Pointclouds (from pcl) already use two of the three proposed representations. These are NaN and Inf. By using these values, pointclouds can represent consistently organized and sized data arrays without sacrificing measurement validity. This approach has been working well both in ROS and PCL, and so this REP proposes to extend this approach and adopt it for all distance measurement systems.

This approach also preserves the current distance representations in ROS and requires no modifications to defined messages except to warn users of Infs and NaNs, possibly through a link to this REP. It also leaves sensors free to report negative or zero values, as any measurement with a valid physical meaning will not be defined as a special condition.

Backwards Compatibility

This approach can cause compatibility errors if the data is not filtered in the most common manner (ex: if(minimum_range < value && value < maximum_range){} ). Because NaNs compares will always return false, -Inf will always be less than a valid, numerical minimum range, and Inf will always be greater than a valid, numerical maximum range, this commonly used check will successfully reject all errors cases. However, if the code does not check for invalid points or was written to check for the opposite case (ex: if(value < minimum_range || value > maximum_range){ // Invalid point } else { // Valid point }) then NaNs will slip through this check, breaking backwards compatibility.
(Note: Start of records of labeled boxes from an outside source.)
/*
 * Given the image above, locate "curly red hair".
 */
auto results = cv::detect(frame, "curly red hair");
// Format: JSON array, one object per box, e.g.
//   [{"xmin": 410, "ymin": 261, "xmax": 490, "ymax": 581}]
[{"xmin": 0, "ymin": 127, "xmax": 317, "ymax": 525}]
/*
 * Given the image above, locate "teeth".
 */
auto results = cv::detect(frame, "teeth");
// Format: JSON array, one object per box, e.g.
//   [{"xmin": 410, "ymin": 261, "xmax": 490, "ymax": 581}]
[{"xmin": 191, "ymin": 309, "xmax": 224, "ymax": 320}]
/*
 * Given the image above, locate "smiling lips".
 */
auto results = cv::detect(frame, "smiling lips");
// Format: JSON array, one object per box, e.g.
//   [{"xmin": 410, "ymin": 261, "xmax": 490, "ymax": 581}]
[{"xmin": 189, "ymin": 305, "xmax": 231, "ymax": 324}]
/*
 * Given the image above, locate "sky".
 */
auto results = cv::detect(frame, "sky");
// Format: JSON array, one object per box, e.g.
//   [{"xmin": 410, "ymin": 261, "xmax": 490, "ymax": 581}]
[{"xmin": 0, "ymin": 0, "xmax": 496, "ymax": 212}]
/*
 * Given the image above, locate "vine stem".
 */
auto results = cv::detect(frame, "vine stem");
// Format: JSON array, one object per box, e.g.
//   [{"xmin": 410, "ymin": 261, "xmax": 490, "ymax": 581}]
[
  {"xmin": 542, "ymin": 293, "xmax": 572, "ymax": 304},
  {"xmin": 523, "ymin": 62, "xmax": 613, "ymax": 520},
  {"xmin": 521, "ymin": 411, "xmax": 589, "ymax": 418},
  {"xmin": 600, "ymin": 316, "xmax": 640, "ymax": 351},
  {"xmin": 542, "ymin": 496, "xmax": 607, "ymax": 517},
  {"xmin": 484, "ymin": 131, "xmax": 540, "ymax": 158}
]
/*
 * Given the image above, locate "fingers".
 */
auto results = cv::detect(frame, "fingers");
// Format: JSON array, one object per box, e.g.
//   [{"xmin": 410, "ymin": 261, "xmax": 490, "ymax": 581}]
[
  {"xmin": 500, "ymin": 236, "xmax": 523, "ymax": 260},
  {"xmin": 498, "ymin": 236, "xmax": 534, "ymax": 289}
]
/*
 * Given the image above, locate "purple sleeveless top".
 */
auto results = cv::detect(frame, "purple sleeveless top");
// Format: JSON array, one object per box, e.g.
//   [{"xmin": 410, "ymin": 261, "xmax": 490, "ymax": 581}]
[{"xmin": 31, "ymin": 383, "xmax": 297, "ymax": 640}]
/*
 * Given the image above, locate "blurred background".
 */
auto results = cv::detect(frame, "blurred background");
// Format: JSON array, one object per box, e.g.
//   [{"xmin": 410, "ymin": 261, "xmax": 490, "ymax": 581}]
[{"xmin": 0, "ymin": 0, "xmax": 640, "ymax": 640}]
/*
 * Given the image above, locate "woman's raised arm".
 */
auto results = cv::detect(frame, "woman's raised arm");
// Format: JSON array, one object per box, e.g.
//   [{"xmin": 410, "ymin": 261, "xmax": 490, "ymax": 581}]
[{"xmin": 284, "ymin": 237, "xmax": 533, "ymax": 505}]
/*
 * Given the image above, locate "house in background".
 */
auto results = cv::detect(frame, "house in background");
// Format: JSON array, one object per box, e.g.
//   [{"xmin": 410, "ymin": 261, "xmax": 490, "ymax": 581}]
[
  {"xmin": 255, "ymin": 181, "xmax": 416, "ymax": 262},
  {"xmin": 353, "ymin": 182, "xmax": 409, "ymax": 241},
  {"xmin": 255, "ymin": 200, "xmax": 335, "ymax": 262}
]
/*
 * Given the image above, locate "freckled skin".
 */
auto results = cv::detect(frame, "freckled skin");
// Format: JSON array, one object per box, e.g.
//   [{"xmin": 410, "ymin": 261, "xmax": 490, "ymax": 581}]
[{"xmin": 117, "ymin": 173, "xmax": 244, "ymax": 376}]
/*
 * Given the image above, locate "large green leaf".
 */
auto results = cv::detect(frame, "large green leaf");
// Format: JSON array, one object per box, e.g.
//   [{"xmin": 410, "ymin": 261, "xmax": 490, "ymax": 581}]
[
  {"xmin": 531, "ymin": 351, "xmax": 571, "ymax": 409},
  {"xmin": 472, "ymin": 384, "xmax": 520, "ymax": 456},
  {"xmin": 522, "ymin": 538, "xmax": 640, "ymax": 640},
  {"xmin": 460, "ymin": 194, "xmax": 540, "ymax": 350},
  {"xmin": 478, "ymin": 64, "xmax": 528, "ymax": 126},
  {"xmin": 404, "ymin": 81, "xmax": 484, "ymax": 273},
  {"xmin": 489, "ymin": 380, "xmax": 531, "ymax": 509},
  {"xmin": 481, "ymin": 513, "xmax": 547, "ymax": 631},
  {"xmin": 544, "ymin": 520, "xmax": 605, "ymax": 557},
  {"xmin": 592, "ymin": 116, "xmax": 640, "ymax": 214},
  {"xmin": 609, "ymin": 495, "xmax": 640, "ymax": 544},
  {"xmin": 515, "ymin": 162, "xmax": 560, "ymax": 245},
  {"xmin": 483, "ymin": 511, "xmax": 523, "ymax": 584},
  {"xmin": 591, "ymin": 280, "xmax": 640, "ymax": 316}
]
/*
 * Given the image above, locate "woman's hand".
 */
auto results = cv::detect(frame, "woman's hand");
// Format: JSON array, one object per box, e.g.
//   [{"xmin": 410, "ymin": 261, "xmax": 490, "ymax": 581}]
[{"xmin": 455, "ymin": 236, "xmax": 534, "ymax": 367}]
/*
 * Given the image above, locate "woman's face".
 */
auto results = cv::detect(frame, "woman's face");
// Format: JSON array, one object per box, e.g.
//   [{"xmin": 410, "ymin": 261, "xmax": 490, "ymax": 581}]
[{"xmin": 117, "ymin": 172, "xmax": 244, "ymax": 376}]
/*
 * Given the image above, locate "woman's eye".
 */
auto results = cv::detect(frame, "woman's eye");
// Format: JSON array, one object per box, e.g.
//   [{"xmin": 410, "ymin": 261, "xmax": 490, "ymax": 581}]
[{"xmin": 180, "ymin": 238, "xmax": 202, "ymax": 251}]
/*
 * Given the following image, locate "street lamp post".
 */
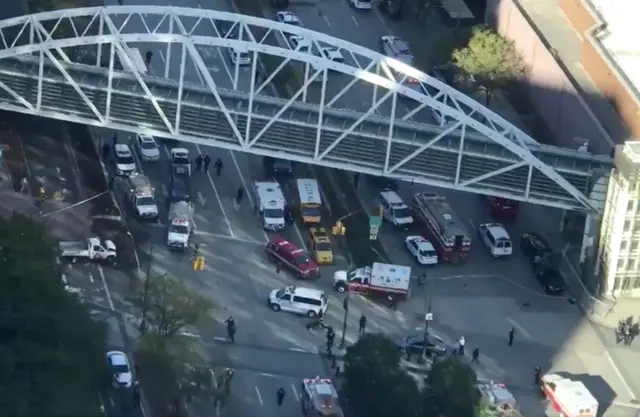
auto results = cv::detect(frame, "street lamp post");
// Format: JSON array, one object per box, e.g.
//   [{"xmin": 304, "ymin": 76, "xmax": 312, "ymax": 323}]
[
  {"xmin": 340, "ymin": 293, "xmax": 349, "ymax": 349},
  {"xmin": 140, "ymin": 245, "xmax": 153, "ymax": 333}
]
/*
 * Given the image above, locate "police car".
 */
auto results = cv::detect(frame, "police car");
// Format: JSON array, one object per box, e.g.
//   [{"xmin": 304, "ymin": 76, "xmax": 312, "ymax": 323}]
[
  {"xmin": 276, "ymin": 11, "xmax": 302, "ymax": 26},
  {"xmin": 404, "ymin": 236, "xmax": 438, "ymax": 265},
  {"xmin": 478, "ymin": 223, "xmax": 513, "ymax": 258},
  {"xmin": 115, "ymin": 143, "xmax": 136, "ymax": 176}
]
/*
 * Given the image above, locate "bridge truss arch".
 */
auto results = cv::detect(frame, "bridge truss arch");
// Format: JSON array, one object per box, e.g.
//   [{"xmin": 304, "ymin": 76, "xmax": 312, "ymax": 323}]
[{"xmin": 0, "ymin": 6, "xmax": 612, "ymax": 212}]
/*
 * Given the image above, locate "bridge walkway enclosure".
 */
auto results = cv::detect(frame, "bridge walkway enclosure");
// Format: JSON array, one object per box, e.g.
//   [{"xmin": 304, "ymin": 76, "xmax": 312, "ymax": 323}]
[{"xmin": 0, "ymin": 6, "xmax": 613, "ymax": 213}]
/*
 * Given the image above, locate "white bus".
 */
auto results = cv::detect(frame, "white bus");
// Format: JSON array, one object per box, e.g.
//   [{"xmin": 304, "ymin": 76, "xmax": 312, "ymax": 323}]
[{"xmin": 120, "ymin": 46, "xmax": 147, "ymax": 74}]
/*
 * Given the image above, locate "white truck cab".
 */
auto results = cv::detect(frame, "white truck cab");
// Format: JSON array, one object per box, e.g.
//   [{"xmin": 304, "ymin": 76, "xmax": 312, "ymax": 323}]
[
  {"xmin": 125, "ymin": 174, "xmax": 158, "ymax": 220},
  {"xmin": 380, "ymin": 190, "xmax": 413, "ymax": 229},
  {"xmin": 253, "ymin": 181, "xmax": 286, "ymax": 231},
  {"xmin": 478, "ymin": 223, "xmax": 513, "ymax": 258}
]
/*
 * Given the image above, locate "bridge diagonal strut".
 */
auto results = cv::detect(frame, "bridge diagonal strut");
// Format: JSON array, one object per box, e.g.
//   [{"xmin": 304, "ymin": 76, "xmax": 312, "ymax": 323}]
[{"xmin": 0, "ymin": 5, "xmax": 613, "ymax": 213}]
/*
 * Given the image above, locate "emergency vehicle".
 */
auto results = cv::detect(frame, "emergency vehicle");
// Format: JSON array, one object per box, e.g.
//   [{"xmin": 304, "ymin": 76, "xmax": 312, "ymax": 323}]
[
  {"xmin": 265, "ymin": 236, "xmax": 320, "ymax": 279},
  {"xmin": 478, "ymin": 223, "xmax": 513, "ymax": 258},
  {"xmin": 380, "ymin": 190, "xmax": 413, "ymax": 229},
  {"xmin": 296, "ymin": 178, "xmax": 322, "ymax": 224},
  {"xmin": 114, "ymin": 143, "xmax": 136, "ymax": 176},
  {"xmin": 300, "ymin": 376, "xmax": 343, "ymax": 417},
  {"xmin": 333, "ymin": 262, "xmax": 411, "ymax": 300},
  {"xmin": 488, "ymin": 197, "xmax": 520, "ymax": 220},
  {"xmin": 541, "ymin": 374, "xmax": 598, "ymax": 417},
  {"xmin": 253, "ymin": 181, "xmax": 286, "ymax": 232},
  {"xmin": 125, "ymin": 174, "xmax": 158, "ymax": 220},
  {"xmin": 309, "ymin": 227, "xmax": 333, "ymax": 265},
  {"xmin": 413, "ymin": 193, "xmax": 471, "ymax": 262}
]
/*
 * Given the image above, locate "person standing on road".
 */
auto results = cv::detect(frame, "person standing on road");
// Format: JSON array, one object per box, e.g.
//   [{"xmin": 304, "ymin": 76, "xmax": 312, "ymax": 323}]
[
  {"xmin": 213, "ymin": 158, "xmax": 223, "ymax": 177},
  {"xmin": 471, "ymin": 346, "xmax": 480, "ymax": 365},
  {"xmin": 276, "ymin": 387, "xmax": 284, "ymax": 406},
  {"xmin": 236, "ymin": 187, "xmax": 244, "ymax": 208},
  {"xmin": 358, "ymin": 313, "xmax": 367, "ymax": 334}
]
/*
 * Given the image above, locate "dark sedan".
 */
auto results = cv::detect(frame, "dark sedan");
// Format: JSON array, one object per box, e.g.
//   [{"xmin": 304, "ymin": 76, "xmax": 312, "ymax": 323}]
[{"xmin": 396, "ymin": 334, "xmax": 447, "ymax": 356}]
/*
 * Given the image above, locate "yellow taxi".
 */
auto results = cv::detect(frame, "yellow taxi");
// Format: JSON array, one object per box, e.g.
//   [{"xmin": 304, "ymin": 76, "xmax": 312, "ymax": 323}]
[{"xmin": 309, "ymin": 227, "xmax": 333, "ymax": 265}]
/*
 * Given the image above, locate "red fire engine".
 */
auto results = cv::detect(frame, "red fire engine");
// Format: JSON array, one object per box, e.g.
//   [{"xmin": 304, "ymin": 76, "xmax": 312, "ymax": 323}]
[
  {"xmin": 300, "ymin": 376, "xmax": 343, "ymax": 417},
  {"xmin": 413, "ymin": 193, "xmax": 471, "ymax": 262}
]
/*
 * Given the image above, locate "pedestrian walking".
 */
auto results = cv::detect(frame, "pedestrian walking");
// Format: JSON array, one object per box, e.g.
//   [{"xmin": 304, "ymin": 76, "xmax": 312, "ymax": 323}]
[
  {"xmin": 358, "ymin": 313, "xmax": 367, "ymax": 334},
  {"xmin": 102, "ymin": 143, "xmax": 111, "ymax": 161},
  {"xmin": 236, "ymin": 187, "xmax": 244, "ymax": 208},
  {"xmin": 213, "ymin": 158, "xmax": 223, "ymax": 177},
  {"xmin": 276, "ymin": 387, "xmax": 284, "ymax": 406},
  {"xmin": 471, "ymin": 346, "xmax": 480, "ymax": 365}
]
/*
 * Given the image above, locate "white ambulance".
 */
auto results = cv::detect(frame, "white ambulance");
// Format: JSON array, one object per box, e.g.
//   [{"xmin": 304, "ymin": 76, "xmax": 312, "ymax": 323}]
[{"xmin": 253, "ymin": 181, "xmax": 286, "ymax": 232}]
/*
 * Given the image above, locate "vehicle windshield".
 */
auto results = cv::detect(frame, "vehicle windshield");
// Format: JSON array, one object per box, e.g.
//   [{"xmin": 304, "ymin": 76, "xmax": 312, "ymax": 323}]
[
  {"xmin": 316, "ymin": 242, "xmax": 331, "ymax": 252},
  {"xmin": 169, "ymin": 224, "xmax": 189, "ymax": 235},
  {"xmin": 393, "ymin": 207, "xmax": 411, "ymax": 219},
  {"xmin": 138, "ymin": 197, "xmax": 156, "ymax": 206},
  {"xmin": 420, "ymin": 249, "xmax": 437, "ymax": 258},
  {"xmin": 142, "ymin": 141, "xmax": 158, "ymax": 149},
  {"xmin": 263, "ymin": 209, "xmax": 284, "ymax": 219},
  {"xmin": 302, "ymin": 207, "xmax": 320, "ymax": 217},
  {"xmin": 293, "ymin": 253, "xmax": 310, "ymax": 265},
  {"xmin": 116, "ymin": 155, "xmax": 135, "ymax": 165},
  {"xmin": 111, "ymin": 365, "xmax": 129, "ymax": 374}
]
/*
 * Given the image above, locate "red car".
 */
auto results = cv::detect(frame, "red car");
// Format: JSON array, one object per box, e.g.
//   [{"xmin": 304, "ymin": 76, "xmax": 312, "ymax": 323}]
[
  {"xmin": 265, "ymin": 236, "xmax": 320, "ymax": 279},
  {"xmin": 489, "ymin": 197, "xmax": 519, "ymax": 220}
]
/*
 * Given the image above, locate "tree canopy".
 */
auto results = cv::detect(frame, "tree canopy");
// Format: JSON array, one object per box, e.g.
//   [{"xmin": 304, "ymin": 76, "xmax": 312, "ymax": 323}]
[
  {"xmin": 344, "ymin": 334, "xmax": 419, "ymax": 417},
  {"xmin": 451, "ymin": 26, "xmax": 527, "ymax": 101},
  {"xmin": 0, "ymin": 214, "xmax": 108, "ymax": 417}
]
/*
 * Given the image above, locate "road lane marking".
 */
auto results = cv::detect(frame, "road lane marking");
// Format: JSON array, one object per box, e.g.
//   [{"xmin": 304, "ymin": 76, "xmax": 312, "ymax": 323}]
[
  {"xmin": 98, "ymin": 265, "xmax": 116, "ymax": 311},
  {"xmin": 507, "ymin": 317, "xmax": 531, "ymax": 339},
  {"xmin": 604, "ymin": 349, "xmax": 636, "ymax": 401},
  {"xmin": 196, "ymin": 145, "xmax": 236, "ymax": 237},
  {"xmin": 253, "ymin": 385, "xmax": 264, "ymax": 405}
]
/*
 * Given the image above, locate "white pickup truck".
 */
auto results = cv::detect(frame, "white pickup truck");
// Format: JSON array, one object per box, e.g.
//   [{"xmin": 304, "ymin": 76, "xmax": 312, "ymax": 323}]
[{"xmin": 59, "ymin": 237, "xmax": 116, "ymax": 264}]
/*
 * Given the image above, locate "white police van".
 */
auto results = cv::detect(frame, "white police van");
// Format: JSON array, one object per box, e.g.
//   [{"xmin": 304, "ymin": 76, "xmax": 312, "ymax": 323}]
[
  {"xmin": 478, "ymin": 223, "xmax": 513, "ymax": 258},
  {"xmin": 380, "ymin": 190, "xmax": 413, "ymax": 229},
  {"xmin": 253, "ymin": 181, "xmax": 286, "ymax": 232}
]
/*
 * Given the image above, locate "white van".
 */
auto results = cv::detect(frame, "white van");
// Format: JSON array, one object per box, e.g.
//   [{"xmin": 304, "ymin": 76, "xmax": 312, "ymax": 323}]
[
  {"xmin": 269, "ymin": 285, "xmax": 329, "ymax": 318},
  {"xmin": 380, "ymin": 190, "xmax": 413, "ymax": 229},
  {"xmin": 478, "ymin": 223, "xmax": 513, "ymax": 258}
]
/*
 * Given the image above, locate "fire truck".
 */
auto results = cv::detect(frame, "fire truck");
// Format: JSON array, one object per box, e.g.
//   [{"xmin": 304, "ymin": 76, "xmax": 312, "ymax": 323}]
[
  {"xmin": 300, "ymin": 376, "xmax": 343, "ymax": 417},
  {"xmin": 541, "ymin": 374, "xmax": 598, "ymax": 417},
  {"xmin": 413, "ymin": 193, "xmax": 471, "ymax": 263}
]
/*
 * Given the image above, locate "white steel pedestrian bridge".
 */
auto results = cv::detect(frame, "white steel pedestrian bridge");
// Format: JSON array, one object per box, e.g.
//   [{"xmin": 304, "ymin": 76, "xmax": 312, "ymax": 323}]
[{"xmin": 0, "ymin": 6, "xmax": 613, "ymax": 213}]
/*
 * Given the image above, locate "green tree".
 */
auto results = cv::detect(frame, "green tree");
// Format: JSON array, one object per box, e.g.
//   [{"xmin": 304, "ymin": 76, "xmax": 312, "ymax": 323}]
[
  {"xmin": 344, "ymin": 334, "xmax": 420, "ymax": 417},
  {"xmin": 0, "ymin": 214, "xmax": 109, "ymax": 417},
  {"xmin": 451, "ymin": 26, "xmax": 527, "ymax": 106},
  {"xmin": 133, "ymin": 274, "xmax": 212, "ymax": 340},
  {"xmin": 422, "ymin": 356, "xmax": 481, "ymax": 417}
]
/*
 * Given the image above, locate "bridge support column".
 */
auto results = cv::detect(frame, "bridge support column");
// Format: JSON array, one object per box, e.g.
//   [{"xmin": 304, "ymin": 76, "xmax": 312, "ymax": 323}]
[{"xmin": 592, "ymin": 141, "xmax": 640, "ymax": 297}]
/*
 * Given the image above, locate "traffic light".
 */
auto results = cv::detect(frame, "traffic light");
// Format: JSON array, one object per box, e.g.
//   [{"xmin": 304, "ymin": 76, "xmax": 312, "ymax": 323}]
[{"xmin": 193, "ymin": 256, "xmax": 204, "ymax": 271}]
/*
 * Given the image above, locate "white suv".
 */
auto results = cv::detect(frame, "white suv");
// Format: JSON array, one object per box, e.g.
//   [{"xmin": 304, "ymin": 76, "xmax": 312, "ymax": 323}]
[
  {"xmin": 269, "ymin": 285, "xmax": 329, "ymax": 318},
  {"xmin": 478, "ymin": 223, "xmax": 513, "ymax": 258}
]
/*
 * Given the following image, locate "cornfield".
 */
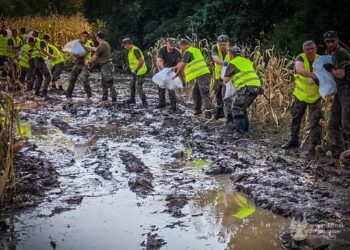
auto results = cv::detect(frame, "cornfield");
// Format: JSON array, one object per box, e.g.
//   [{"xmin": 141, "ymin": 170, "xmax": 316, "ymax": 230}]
[{"xmin": 2, "ymin": 15, "xmax": 91, "ymax": 46}]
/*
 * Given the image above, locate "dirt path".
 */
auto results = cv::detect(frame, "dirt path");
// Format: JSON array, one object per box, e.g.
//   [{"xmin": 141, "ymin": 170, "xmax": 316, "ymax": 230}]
[{"xmin": 0, "ymin": 74, "xmax": 350, "ymax": 249}]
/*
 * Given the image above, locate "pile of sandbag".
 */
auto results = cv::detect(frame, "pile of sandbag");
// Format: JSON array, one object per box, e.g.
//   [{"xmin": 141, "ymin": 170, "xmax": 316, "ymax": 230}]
[{"xmin": 152, "ymin": 68, "xmax": 183, "ymax": 90}]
The other possible error is numerical values reported and logged before this REP could be assumed to be actual sensor returns. This may cause issues for reusing data assuming invalid points were marked as maximum_range 1 could now be considered actual sensor output if not careful. This is a minor case and not expected to cause many problems.

Reference Implementation

To successfully implement this REP, checks for valid measurements should use floating-point standards and follow this form:

if(minimum_range <= value && value <= maximum_range){  // Represents expected pre-REP logic and is the only necessary condition for most applications.
    // This is a valid measurement.
} else if( !isfinite(value) && value < 0){
    // Object too close to measure.
} else if( !isfinite(value) && value > 0){
    // No objects detected in range.
} else if( isnan(value) ){
    // This is an erroneous, invalid, or missing measurement.
} else {
    // The sensor reported these measurements as valid, but they are discarded per the limits defined by minimum_range and maximum_range.
}

Copyright

This document has been placed in the public domain.